This project implements a Retrieval-Augmented Generation (RAG) pipeline to automatically summarize user logs collected within a one-hour window.
The system analyzes log entries for each IP address, produces a concise summary, and classifies user behavior into:
- No Harm
- Harm
RAG enhances contextual understanding by combining relevant document retrieval with large language model (LLM) generation.
- Input: Hourly log data grouped by IP.
- Preprocessing: Metadata extraction and OCR (via Docling) for PDF or text-based logs.
- Retriever: Hybrid search combining
- Metadata filtering (topic, MITRE IDs)
- Keyword search (BM25 via Whoosh)
- Semantic vector search (FAISS + SentenceTransformer embeddings)
- Fusion with Reciprocal Rank Fusion (RRF)
- De-duplication with Maximal Marginal Relevance (MMR)
- LLM Summarization: LangChain-compatible LLM (e.g., Ollama backend) summarizes logs and predicts Harm/No Harm.
- Evaluation:
Precision, Recall, and F1-score are computed by comparing the model outputs with ChatGPT (GPT-5) results as the reference standard.
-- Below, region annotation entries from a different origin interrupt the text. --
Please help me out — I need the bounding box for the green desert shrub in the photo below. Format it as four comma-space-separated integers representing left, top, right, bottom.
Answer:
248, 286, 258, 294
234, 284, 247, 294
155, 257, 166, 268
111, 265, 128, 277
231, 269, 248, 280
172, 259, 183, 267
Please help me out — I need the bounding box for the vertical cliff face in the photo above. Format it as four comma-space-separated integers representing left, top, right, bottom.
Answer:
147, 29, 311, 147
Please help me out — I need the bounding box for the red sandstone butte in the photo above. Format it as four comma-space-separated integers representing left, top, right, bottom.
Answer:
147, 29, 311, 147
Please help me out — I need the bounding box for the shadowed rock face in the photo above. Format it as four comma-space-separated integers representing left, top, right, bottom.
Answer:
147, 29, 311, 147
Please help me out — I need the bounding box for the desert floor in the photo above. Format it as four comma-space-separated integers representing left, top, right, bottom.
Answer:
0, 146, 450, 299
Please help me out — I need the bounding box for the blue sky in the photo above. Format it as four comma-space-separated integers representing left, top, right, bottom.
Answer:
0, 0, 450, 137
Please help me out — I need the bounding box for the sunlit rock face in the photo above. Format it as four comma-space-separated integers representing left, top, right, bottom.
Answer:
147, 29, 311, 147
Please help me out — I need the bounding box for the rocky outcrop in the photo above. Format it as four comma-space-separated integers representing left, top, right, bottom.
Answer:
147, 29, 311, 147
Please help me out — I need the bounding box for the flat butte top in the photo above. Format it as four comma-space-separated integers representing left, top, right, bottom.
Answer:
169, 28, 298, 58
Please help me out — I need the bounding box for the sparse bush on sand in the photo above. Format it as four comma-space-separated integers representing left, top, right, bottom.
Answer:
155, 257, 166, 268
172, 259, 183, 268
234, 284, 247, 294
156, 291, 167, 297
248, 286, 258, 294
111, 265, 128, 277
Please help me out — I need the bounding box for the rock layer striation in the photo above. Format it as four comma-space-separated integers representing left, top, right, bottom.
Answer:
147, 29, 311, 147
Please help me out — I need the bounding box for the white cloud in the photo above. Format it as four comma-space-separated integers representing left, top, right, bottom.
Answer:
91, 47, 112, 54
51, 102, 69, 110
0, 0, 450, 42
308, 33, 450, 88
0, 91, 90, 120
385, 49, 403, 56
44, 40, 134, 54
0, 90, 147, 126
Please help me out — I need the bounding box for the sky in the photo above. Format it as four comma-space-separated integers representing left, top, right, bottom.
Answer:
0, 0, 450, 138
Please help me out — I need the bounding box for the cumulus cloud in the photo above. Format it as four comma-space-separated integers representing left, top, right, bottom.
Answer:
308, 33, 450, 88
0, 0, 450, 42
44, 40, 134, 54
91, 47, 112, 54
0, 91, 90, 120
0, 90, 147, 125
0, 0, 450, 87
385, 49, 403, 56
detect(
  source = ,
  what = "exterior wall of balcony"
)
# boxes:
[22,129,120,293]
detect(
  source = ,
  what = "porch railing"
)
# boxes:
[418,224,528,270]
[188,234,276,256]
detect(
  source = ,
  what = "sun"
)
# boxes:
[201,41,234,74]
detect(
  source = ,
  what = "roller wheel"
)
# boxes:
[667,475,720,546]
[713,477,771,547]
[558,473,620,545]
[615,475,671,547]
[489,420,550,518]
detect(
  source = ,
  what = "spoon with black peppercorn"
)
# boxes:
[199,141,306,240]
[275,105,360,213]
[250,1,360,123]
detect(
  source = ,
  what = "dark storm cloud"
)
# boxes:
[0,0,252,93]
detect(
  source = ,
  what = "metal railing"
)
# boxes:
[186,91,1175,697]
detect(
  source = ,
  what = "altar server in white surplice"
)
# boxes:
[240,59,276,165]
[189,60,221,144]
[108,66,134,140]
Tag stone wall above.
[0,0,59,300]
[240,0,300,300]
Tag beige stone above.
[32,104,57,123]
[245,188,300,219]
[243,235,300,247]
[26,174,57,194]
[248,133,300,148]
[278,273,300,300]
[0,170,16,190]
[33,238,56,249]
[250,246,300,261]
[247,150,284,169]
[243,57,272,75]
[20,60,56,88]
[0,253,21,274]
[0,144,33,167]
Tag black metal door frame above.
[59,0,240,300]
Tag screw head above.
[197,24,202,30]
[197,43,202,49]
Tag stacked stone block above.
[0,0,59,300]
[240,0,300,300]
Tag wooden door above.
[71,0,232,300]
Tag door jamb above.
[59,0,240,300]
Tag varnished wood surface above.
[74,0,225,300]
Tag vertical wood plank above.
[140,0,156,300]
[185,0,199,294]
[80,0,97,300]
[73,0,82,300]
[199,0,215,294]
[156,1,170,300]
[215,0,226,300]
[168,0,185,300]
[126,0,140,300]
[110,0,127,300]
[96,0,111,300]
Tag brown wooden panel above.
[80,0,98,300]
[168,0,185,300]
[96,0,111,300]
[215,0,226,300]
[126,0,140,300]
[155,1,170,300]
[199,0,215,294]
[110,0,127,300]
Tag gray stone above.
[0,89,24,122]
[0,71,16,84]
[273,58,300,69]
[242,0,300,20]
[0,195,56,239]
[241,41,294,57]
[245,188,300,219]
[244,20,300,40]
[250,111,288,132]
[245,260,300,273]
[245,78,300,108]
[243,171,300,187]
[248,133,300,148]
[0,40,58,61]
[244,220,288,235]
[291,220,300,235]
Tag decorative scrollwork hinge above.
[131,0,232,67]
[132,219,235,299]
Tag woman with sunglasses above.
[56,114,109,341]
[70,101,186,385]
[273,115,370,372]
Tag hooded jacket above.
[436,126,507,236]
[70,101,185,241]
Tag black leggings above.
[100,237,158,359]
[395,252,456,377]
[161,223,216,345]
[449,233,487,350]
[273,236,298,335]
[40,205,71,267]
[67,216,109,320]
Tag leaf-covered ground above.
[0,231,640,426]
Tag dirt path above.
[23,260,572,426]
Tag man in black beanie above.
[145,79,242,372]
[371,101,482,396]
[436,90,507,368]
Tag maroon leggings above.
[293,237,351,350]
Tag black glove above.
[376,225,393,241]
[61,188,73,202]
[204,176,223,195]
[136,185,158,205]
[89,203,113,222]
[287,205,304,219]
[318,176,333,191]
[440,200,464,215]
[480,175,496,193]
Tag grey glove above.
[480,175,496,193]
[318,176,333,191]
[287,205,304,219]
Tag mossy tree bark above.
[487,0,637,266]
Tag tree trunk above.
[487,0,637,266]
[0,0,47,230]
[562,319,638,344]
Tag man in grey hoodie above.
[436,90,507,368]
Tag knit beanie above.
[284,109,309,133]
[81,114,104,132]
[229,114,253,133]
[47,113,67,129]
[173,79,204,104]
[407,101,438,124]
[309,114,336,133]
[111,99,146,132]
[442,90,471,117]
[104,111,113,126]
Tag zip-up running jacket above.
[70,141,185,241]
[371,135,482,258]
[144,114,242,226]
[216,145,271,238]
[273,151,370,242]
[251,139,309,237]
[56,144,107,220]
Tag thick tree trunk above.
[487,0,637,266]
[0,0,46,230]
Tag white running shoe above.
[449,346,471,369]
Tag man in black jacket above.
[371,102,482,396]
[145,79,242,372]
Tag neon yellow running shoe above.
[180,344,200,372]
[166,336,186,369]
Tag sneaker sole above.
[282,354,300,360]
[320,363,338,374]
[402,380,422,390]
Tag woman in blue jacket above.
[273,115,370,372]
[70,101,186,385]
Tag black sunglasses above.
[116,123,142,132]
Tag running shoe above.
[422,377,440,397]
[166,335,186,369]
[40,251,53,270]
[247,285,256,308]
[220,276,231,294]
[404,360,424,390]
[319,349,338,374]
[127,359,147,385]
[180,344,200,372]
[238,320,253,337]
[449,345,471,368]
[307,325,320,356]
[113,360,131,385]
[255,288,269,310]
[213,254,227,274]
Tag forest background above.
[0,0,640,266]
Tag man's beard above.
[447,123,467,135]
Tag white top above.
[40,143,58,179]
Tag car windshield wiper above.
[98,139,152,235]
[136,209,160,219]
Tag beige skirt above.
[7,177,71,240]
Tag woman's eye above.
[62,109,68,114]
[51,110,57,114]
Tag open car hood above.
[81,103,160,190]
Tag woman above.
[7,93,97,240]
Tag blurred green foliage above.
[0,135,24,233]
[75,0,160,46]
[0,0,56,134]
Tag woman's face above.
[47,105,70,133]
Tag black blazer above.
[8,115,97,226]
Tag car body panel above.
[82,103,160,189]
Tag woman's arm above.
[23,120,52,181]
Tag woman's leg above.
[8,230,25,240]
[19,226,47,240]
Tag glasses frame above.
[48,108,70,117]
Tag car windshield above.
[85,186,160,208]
| Metric | Without RAG (qwen3:8b) | With RAG |
|---|---|---|
| Precision | ~0.86 | ~0.98 |
| Recall | ~0.55 | ~0.55 (similar) |
| F1-score | ~0.68 | ~0.70 |
- Scores are close overall, but qualitative analysis shows:
- Non-RAG tends to produce more “Undetermined” or “No Harm” responses.
- RAG more accurately detects “Harm” cases when logs contain domain-specific or context-heavy information.
- If logs include technical or domain-specific content with complex structure → RAG provides real benefit through better context retrieval.
- If logs are short, patterned, or repetitive → non-RAG is sufficient and more efficient in latency and cost.
pip install -r requirements.txtEach output includes:
- One-hour log summary.
- Label: No Harm or Harm.
- Metadata references for transparency.